Detect roman numerals in image
Hi there I'm new in OpenCV and Python/C++. I've already worked through the tutorials on this site and now wanted to do some own exercices with OpenCV 2.4 and Python 2.7. I would like to recognize a black colored roman numeral (e.g. I, II, III, IV, V, ...) on a white background in an image and try to get a value according to this roman numeral.
I've already tried some OpenCV techniques like: - harrisCorner (counting the corners of the black "object" and return the value in an if-else contruct) e.g. roman numeral I has 12 corners (considering the serifs). - roughlines (counting long horizontal and vertical lines in the image and return the value in an if-else contruct) - templateMatching (compare the "scene" image with a template image of a roman numeral)

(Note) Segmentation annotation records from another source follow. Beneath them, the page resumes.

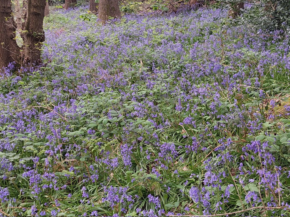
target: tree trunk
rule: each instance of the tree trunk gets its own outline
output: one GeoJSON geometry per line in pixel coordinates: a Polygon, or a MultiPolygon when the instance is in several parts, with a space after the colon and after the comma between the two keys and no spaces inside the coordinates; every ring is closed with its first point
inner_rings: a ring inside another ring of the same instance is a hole
{"type": "Polygon", "coordinates": [[[22,8],[21,9],[21,17],[24,22],[22,23],[21,29],[24,30],[25,27],[25,21],[27,15],[27,0],[23,0],[22,1],[22,8]]]}
{"type": "Polygon", "coordinates": [[[99,5],[99,3],[95,3],[95,0],[90,0],[90,10],[93,12],[98,11],[97,6],[99,5]]]}
{"type": "Polygon", "coordinates": [[[49,15],[49,8],[48,7],[48,3],[46,2],[46,4],[45,5],[45,8],[44,8],[44,16],[48,16],[49,15]]]}
{"type": "Polygon", "coordinates": [[[46,0],[28,0],[25,32],[23,33],[24,62],[39,64],[45,37],[43,25],[46,0]]]}
{"type": "Polygon", "coordinates": [[[22,28],[22,20],[21,18],[22,13],[19,1],[19,0],[16,0],[15,4],[15,9],[16,12],[16,24],[17,30],[19,31],[22,28]]]}
{"type": "Polygon", "coordinates": [[[240,2],[235,4],[229,11],[229,16],[235,18],[241,14],[241,9],[244,9],[244,3],[240,2]]]}
{"type": "Polygon", "coordinates": [[[13,17],[10,0],[1,0],[0,3],[0,68],[9,62],[18,62],[19,57],[15,32],[16,25],[13,17]]]}
{"type": "Polygon", "coordinates": [[[118,0],[100,0],[98,11],[99,18],[103,24],[109,17],[121,18],[118,0]]]}
{"type": "Polygon", "coordinates": [[[67,10],[69,8],[73,7],[77,3],[77,0],[65,0],[64,8],[67,10]]]}

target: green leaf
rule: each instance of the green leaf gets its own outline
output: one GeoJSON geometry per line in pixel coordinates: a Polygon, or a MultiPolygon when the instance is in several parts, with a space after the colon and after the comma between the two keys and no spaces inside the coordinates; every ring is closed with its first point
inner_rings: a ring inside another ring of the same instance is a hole
{"type": "Polygon", "coordinates": [[[176,201],[176,202],[174,203],[174,206],[176,208],[177,208],[179,205],[179,203],[177,201],[176,201]]]}
{"type": "Polygon", "coordinates": [[[172,208],[174,206],[174,205],[168,203],[167,204],[165,204],[165,206],[168,208],[172,208]]]}
{"type": "Polygon", "coordinates": [[[98,125],[97,124],[95,124],[95,124],[89,124],[88,125],[88,127],[93,127],[96,126],[98,126],[98,125]]]}

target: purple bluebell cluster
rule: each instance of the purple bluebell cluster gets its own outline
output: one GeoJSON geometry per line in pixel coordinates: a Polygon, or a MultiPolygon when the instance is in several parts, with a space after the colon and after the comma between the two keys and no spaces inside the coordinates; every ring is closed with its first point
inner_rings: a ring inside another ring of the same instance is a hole
{"type": "Polygon", "coordinates": [[[289,36],[88,10],[55,9],[43,64],[1,71],[0,217],[289,214],[289,36]]]}

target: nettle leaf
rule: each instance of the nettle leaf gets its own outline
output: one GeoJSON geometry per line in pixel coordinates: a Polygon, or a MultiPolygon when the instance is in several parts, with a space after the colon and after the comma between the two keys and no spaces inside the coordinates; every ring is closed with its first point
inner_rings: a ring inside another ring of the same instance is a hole
{"type": "Polygon", "coordinates": [[[88,127],[94,127],[96,126],[98,126],[98,124],[95,123],[93,124],[89,124],[88,126],[88,127]]]}

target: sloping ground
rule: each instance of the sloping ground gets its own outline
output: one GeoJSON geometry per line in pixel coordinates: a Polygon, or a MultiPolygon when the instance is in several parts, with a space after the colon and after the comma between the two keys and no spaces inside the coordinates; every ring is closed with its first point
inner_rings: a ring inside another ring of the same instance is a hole
{"type": "Polygon", "coordinates": [[[287,214],[289,38],[87,10],[52,13],[47,63],[0,81],[0,216],[287,214]]]}

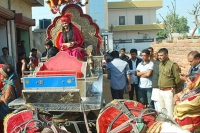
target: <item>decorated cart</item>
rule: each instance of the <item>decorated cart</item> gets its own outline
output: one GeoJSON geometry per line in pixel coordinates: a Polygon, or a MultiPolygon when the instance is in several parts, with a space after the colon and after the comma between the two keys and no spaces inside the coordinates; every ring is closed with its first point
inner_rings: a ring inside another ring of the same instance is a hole
{"type": "Polygon", "coordinates": [[[34,71],[24,72],[23,96],[9,104],[15,111],[4,120],[5,133],[42,130],[58,133],[96,132],[96,112],[102,108],[103,101],[99,27],[89,15],[83,14],[81,6],[84,4],[80,2],[52,0],[47,3],[53,13],[60,15],[47,28],[46,40],[51,40],[60,49],[60,19],[65,13],[70,13],[71,23],[84,38],[85,57],[79,60],[60,51],[39,63],[34,71]],[[62,12],[61,5],[64,5],[62,12]]]}

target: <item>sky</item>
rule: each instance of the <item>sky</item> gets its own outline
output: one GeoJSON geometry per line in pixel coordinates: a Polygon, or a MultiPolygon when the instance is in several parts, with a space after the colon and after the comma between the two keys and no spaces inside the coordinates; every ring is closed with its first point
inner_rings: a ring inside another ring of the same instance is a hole
{"type": "MultiPolygon", "coordinates": [[[[121,0],[107,0],[108,2],[112,1],[121,1],[121,0]]],[[[158,18],[160,21],[162,21],[163,16],[166,17],[167,13],[169,13],[169,10],[167,6],[172,7],[171,2],[174,0],[163,0],[163,7],[158,9],[156,11],[156,18],[158,18]]],[[[193,29],[195,27],[194,25],[194,17],[188,13],[188,11],[192,11],[194,9],[193,4],[196,4],[200,2],[200,0],[176,0],[176,13],[179,15],[179,17],[184,16],[188,20],[188,26],[190,26],[190,29],[193,29]]],[[[44,7],[33,7],[32,8],[32,18],[36,19],[36,26],[39,25],[40,19],[52,19],[55,18],[58,14],[52,14],[49,10],[49,7],[46,3],[44,3],[44,7]]],[[[32,29],[34,29],[33,27],[32,29]]]]}

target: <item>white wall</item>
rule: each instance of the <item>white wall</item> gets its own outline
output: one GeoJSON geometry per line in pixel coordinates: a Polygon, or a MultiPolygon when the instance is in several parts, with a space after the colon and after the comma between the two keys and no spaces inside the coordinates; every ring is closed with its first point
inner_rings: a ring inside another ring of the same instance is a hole
{"type": "Polygon", "coordinates": [[[119,25],[119,16],[125,16],[125,25],[135,25],[135,16],[143,16],[143,24],[156,22],[156,9],[110,9],[108,11],[109,25],[119,25]]]}
{"type": "Polygon", "coordinates": [[[100,29],[108,30],[107,0],[91,0],[86,5],[86,12],[96,21],[100,29]]]}

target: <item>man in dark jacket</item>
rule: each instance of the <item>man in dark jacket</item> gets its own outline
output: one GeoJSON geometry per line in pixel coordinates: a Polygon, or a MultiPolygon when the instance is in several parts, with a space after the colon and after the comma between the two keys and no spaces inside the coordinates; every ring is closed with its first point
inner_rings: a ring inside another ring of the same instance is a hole
{"type": "Polygon", "coordinates": [[[129,57],[125,54],[125,52],[126,52],[126,49],[122,48],[121,51],[120,51],[121,55],[119,56],[119,58],[121,60],[128,61],[129,57]]]}
{"type": "Polygon", "coordinates": [[[158,59],[158,50],[154,50],[154,62],[153,62],[153,74],[152,74],[152,95],[151,95],[151,100],[154,101],[154,107],[157,111],[160,110],[160,105],[159,105],[159,87],[158,87],[158,78],[159,78],[159,64],[160,61],[158,59]]]}
{"type": "Polygon", "coordinates": [[[137,50],[131,49],[130,50],[131,58],[128,60],[130,73],[131,73],[131,91],[129,91],[129,99],[133,100],[134,97],[134,90],[136,92],[136,100],[138,101],[138,83],[139,77],[135,75],[135,71],[137,65],[142,61],[140,58],[137,57],[137,50]]]}

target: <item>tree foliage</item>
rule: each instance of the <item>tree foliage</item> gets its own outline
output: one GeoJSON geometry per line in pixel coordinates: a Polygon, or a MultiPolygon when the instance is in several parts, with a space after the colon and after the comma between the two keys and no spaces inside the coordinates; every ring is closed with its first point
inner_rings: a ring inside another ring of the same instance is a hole
{"type": "MultiPolygon", "coordinates": [[[[167,38],[169,40],[172,39],[172,33],[186,33],[189,31],[189,26],[187,26],[187,18],[181,17],[179,18],[178,14],[176,14],[176,0],[171,3],[171,7],[167,6],[169,13],[166,18],[163,18],[164,29],[157,32],[157,37],[167,38]]],[[[159,22],[159,20],[157,20],[159,22]]]]}

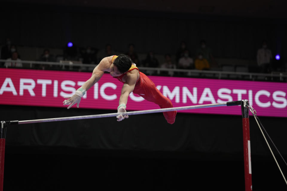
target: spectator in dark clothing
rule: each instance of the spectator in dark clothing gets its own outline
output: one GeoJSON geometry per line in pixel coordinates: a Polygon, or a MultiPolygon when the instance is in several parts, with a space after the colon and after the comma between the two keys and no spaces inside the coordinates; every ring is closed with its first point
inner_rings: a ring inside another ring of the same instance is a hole
{"type": "MultiPolygon", "coordinates": [[[[161,65],[161,68],[169,69],[176,68],[176,65],[172,60],[171,56],[170,54],[166,54],[164,58],[165,59],[165,61],[161,65]]],[[[172,71],[164,71],[161,72],[161,74],[164,76],[168,75],[172,76],[173,76],[174,73],[174,72],[172,71]]]]}
{"type": "Polygon", "coordinates": [[[196,54],[201,54],[204,58],[207,60],[209,63],[213,61],[213,56],[212,54],[211,50],[206,45],[206,42],[204,40],[200,41],[200,47],[196,50],[196,54]]]}
{"type": "Polygon", "coordinates": [[[194,69],[193,59],[190,57],[188,50],[184,51],[183,57],[180,58],[178,61],[177,68],[181,69],[194,69]]]}
{"type": "Polygon", "coordinates": [[[90,46],[87,47],[87,48],[82,53],[83,63],[84,64],[98,64],[96,63],[96,53],[97,51],[94,49],[92,48],[90,46]]]}
{"type": "Polygon", "coordinates": [[[43,54],[39,59],[39,61],[43,62],[55,62],[55,58],[53,55],[50,53],[50,51],[49,49],[44,50],[43,54]]]}
{"type": "Polygon", "coordinates": [[[1,49],[1,59],[6,60],[9,58],[11,58],[11,41],[10,38],[7,38],[6,39],[6,44],[5,46],[2,47],[1,49]]]}
{"type": "Polygon", "coordinates": [[[138,54],[135,50],[135,45],[133,44],[130,44],[129,45],[129,51],[126,53],[132,59],[132,62],[136,64],[138,64],[139,62],[138,61],[138,54]]]}
{"type": "Polygon", "coordinates": [[[97,53],[97,57],[98,60],[98,64],[101,61],[102,59],[106,58],[108,57],[111,56],[113,56],[115,55],[116,54],[115,51],[113,50],[113,47],[112,45],[110,44],[107,44],[106,45],[106,47],[104,49],[101,50],[99,51],[97,53]]]}
{"type": "Polygon", "coordinates": [[[143,61],[142,65],[144,67],[158,68],[159,67],[158,61],[155,57],[153,52],[150,51],[146,55],[146,59],[143,61]]]}
{"type": "Polygon", "coordinates": [[[185,43],[182,41],[180,44],[180,47],[176,53],[176,55],[175,56],[175,59],[176,63],[178,63],[178,61],[181,58],[183,57],[184,56],[184,52],[185,50],[188,50],[186,47],[186,45],[185,43]]]}
{"type": "MultiPolygon", "coordinates": [[[[38,60],[41,62],[54,62],[56,61],[56,59],[50,53],[50,50],[49,49],[46,49],[44,50],[43,52],[43,54],[41,55],[41,56],[39,58],[38,60]]],[[[53,67],[55,68],[57,68],[57,67],[55,66],[53,66],[52,64],[40,64],[35,66],[35,68],[36,69],[40,70],[47,70],[48,69],[51,69],[53,67]]]]}
{"type": "Polygon", "coordinates": [[[6,67],[23,67],[23,64],[21,62],[15,61],[21,61],[21,60],[18,57],[18,53],[16,51],[14,52],[11,54],[11,58],[7,58],[6,60],[4,66],[6,67]]]}

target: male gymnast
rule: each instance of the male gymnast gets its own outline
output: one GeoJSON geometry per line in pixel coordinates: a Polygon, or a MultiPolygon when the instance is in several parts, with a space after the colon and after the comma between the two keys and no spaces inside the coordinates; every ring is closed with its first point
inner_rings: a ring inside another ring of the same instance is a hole
{"type": "MultiPolygon", "coordinates": [[[[126,105],[129,94],[132,92],[145,99],[158,105],[161,108],[172,107],[170,100],[164,96],[155,87],[154,83],[133,63],[128,56],[120,54],[104,58],[93,71],[92,76],[76,91],[71,97],[63,102],[64,105],[69,105],[69,109],[77,104],[79,107],[81,98],[86,92],[98,81],[105,72],[109,72],[114,78],[123,83],[119,101],[117,113],[126,112],[126,105]]],[[[174,123],[176,111],[163,112],[167,122],[174,123]]],[[[127,115],[117,116],[117,121],[120,121],[129,118],[127,115]]]]}

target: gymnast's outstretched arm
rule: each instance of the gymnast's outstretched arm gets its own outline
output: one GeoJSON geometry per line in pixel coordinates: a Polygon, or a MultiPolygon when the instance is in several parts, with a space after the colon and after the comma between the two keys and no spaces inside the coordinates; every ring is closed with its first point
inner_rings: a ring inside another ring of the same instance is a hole
{"type": "Polygon", "coordinates": [[[64,105],[69,105],[68,109],[70,109],[76,104],[77,107],[79,107],[81,98],[86,93],[86,92],[97,82],[103,76],[105,71],[108,71],[109,64],[107,57],[103,58],[100,63],[96,67],[93,71],[92,76],[84,84],[78,89],[71,97],[65,97],[68,99],[63,102],[64,105]]]}

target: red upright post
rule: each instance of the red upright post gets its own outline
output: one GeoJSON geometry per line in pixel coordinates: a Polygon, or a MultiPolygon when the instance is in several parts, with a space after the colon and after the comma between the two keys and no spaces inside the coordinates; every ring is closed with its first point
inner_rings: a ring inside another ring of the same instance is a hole
{"type": "Polygon", "coordinates": [[[5,121],[1,121],[1,129],[0,129],[0,191],[3,190],[6,133],[6,125],[5,121]]]}
{"type": "Polygon", "coordinates": [[[242,112],[242,126],[243,128],[243,146],[244,151],[245,191],[252,190],[250,136],[249,128],[249,108],[248,107],[249,105],[248,100],[242,100],[241,103],[241,110],[242,112]]]}

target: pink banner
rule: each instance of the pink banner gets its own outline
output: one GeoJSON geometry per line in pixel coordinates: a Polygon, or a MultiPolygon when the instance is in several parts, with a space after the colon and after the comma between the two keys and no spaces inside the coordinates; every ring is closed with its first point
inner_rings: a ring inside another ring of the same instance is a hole
{"type": "MultiPolygon", "coordinates": [[[[67,107],[64,97],[71,96],[91,73],[0,68],[0,104],[67,107]]],[[[247,99],[258,116],[287,117],[286,83],[187,78],[149,76],[174,107],[225,103],[247,99]]],[[[123,84],[105,74],[82,99],[80,108],[115,110],[123,84]]],[[[76,107],[76,105],[71,108],[76,107]]],[[[158,109],[138,95],[130,95],[129,111],[158,109]]],[[[239,106],[178,111],[241,115],[239,106]]]]}

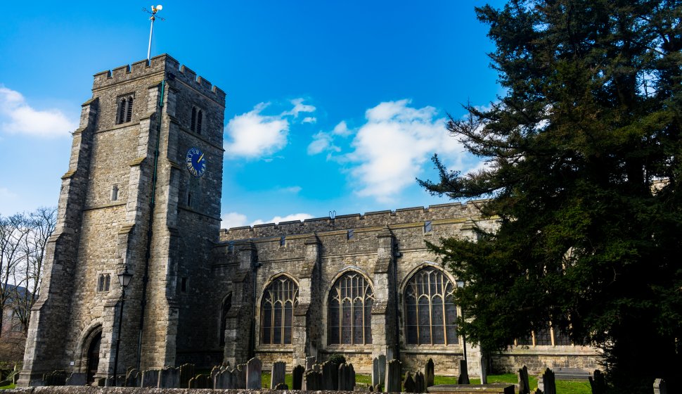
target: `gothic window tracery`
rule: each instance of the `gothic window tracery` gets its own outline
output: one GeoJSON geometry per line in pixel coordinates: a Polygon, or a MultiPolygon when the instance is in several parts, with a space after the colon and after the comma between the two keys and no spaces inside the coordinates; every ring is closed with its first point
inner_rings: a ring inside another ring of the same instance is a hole
{"type": "Polygon", "coordinates": [[[133,117],[132,95],[120,97],[118,99],[118,108],[116,111],[116,124],[127,123],[133,117]]]}
{"type": "Polygon", "coordinates": [[[453,284],[442,271],[427,267],[418,271],[405,288],[407,343],[451,345],[458,343],[453,284]]]}
{"type": "Polygon", "coordinates": [[[372,343],[374,292],[365,277],[346,272],[329,292],[327,343],[363,345],[372,343]]]}
{"type": "Polygon", "coordinates": [[[261,343],[291,343],[297,305],[298,286],[290,278],[279,277],[268,286],[261,303],[261,343]]]}

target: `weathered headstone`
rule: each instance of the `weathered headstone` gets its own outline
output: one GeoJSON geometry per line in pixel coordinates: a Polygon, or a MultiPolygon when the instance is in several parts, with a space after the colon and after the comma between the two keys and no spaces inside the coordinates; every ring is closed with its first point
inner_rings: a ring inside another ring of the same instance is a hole
{"type": "Polygon", "coordinates": [[[404,393],[416,393],[416,384],[412,377],[412,372],[405,374],[405,380],[403,381],[403,390],[404,393]]]}
{"type": "Polygon", "coordinates": [[[159,388],[180,388],[180,369],[167,367],[159,373],[159,388]]]}
{"type": "Polygon", "coordinates": [[[605,394],[606,380],[604,374],[599,369],[595,369],[593,376],[587,378],[590,381],[590,387],[592,388],[592,394],[605,394]]]}
{"type": "Polygon", "coordinates": [[[189,380],[193,377],[193,364],[183,364],[180,366],[180,388],[188,388],[189,380]]]}
{"type": "Polygon", "coordinates": [[[663,379],[654,381],[654,394],[668,394],[668,387],[663,379]]]}
{"type": "Polygon", "coordinates": [[[338,390],[339,368],[335,362],[322,363],[322,390],[338,390]]]}
{"type": "Polygon", "coordinates": [[[291,372],[293,382],[292,383],[292,390],[301,390],[303,387],[303,373],[305,372],[305,367],[302,365],[297,365],[291,372]]]}
{"type": "Polygon", "coordinates": [[[467,366],[467,360],[459,360],[459,377],[457,378],[458,384],[469,384],[469,367],[467,366]]]}
{"type": "Polygon", "coordinates": [[[213,381],[213,388],[229,389],[234,388],[235,386],[235,371],[229,368],[225,368],[218,372],[213,381]]]}
{"type": "Polygon", "coordinates": [[[431,387],[433,386],[433,359],[430,358],[429,360],[426,362],[426,365],[424,366],[424,379],[426,381],[426,387],[431,387]]]}
{"type": "Polygon", "coordinates": [[[263,388],[261,380],[263,364],[257,357],[253,357],[246,363],[246,388],[260,390],[263,388]]]}
{"type": "Polygon", "coordinates": [[[400,378],[402,372],[402,363],[398,360],[392,360],[386,366],[386,392],[400,393],[400,378]]]}
{"type": "Polygon", "coordinates": [[[305,357],[305,370],[308,371],[313,369],[313,365],[315,364],[315,362],[317,360],[317,357],[315,356],[310,356],[305,357]]]}
{"type": "Polygon", "coordinates": [[[189,388],[211,388],[210,382],[210,379],[211,379],[211,376],[208,374],[201,374],[200,375],[197,375],[196,376],[189,380],[189,388]]]}
{"type": "Polygon", "coordinates": [[[347,386],[349,376],[350,375],[348,369],[348,364],[344,362],[339,365],[337,371],[339,391],[350,391],[351,389],[347,386]]]}
{"type": "Polygon", "coordinates": [[[157,369],[149,369],[142,372],[142,386],[141,387],[158,387],[159,386],[159,371],[157,369]]]}
{"type": "Polygon", "coordinates": [[[128,370],[128,373],[126,374],[126,387],[139,387],[140,386],[140,372],[137,369],[133,368],[128,370]]]}
{"type": "Polygon", "coordinates": [[[235,371],[235,388],[246,388],[246,364],[240,364],[235,371]]]}
{"type": "Polygon", "coordinates": [[[307,391],[317,391],[319,390],[322,390],[322,374],[315,371],[314,369],[311,369],[303,375],[303,379],[305,382],[305,387],[303,390],[307,391]]]}
{"type": "MultiPolygon", "coordinates": [[[[593,390],[593,394],[594,391],[593,390]]],[[[528,368],[525,365],[519,369],[519,394],[530,394],[530,383],[528,381],[528,368]]]]}
{"type": "Polygon", "coordinates": [[[556,385],[554,383],[554,372],[547,368],[538,379],[538,388],[544,394],[556,394],[556,385]]]}
{"type": "Polygon", "coordinates": [[[426,379],[421,371],[417,371],[414,374],[415,393],[426,393],[426,379]]]}
{"type": "Polygon", "coordinates": [[[275,388],[280,383],[284,383],[284,376],[286,373],[287,364],[285,362],[283,361],[273,362],[272,373],[270,374],[270,388],[275,388]]]}
{"type": "Polygon", "coordinates": [[[88,383],[87,374],[74,372],[66,379],[66,386],[85,386],[88,383]]]}

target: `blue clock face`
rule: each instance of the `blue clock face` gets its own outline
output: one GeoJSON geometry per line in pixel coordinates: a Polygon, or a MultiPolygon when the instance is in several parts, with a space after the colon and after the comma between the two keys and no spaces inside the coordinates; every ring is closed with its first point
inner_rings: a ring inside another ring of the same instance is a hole
{"type": "Polygon", "coordinates": [[[200,177],[206,172],[206,158],[198,148],[190,148],[185,156],[187,170],[195,177],[200,177]]]}

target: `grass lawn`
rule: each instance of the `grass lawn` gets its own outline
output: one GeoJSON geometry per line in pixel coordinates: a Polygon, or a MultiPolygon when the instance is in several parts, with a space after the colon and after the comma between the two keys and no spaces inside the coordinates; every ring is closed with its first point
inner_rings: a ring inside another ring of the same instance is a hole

In simple cases these techniques are working. But most of the images contain noise and the matching fails. I think i should do image processing before to crop the black numeral and white background out of the image.
So my questions are: - Do you think these techniques or especially one would be good to detect the roman numeral? - Are there any image processing tutorials to extract a black object on a white background?
There are some examples:
Thanks for help
For the image processing you can try (maybe adaptive) thresholding and then opening+closing to eleminate noise to some extent. You can check out tesseract library if reading numerals is your main goal.
Thanks for respond. I've already done some open-closing tutorials as well as cv2.bilateralFilter() and cv2.equalizeHist() for noise reduction.
Now i'm getting a nearly "noisless" image. But the main problem is, that i have to separate the black-white part (roman numeral and white background) from the scene image. Would you use the crop() function or do you think this is not a necessary step in order to detect the roman numeral?
You're right, reading numerals is the main goal, but I think ocr tesseract is not robust enough, considering that we talk about roman numerals with serif. I did some tutorials with ocr tesseract and it doesn't work well (just a small success rate). Don't you think cv2.matchTemplate would be more appropriate? Or like I mentioned counting corners or lines?
I'm working on a similar task: detecting some symbols on white backgroud. I'm using templates, because it seemed easier to implement. However I'm facing a number of problems. Maybe some of them applies to your application as well. Same symbol can appear in a numer of shapes. Sometimes lines are thicker or symbol itself is wider in one dimension. If your dataset contains different fonts etc. this can be an issue for you too. I set more than one pattern for each symbol Which helped a little. Some symbols are similar to each other (only difference being one dot etc.) which leads false positives. Some symbols are too basic, like empty triangle or circle. This shapes can appear in image by chance For your case maybe "I" can be a problem.
Cropping reduces size of the image you are working on which is nice, but I doubt it will help with the detection rate. If your region of interest has white background clearly seperated from the rest of the image, then you won't get any detection elsewhere anyways. If your scene is contains light colours for some reason then it will hard to determine where to crop.
I must say I'm beginner myself, these are only ideas. I can be wrong.
I guess working with corners and lines may solve some of the problems I mentioned above. But it may have its own issues.
Wow, thanks for your help! So you say it's not necessary to crop the image? Then I consider doing some image processing and then a template matching..
Which template matching method do you use in your project? cv2.matchTemplate()? An then train your algorithm? Did you find some helpful tutorials for your project?
Add some samples from the images you have to get better answer
I would start without cropping. I guess it can be added later if needed.
I'm using matchTemplate with TM_CCOEFF_NORMED. I did some experiment with matching methods, this one gave better results for my case. But I guess it is more computation intensive.
I couldn't find any relevant tutorials for my case yet. But I didn't look throughly either.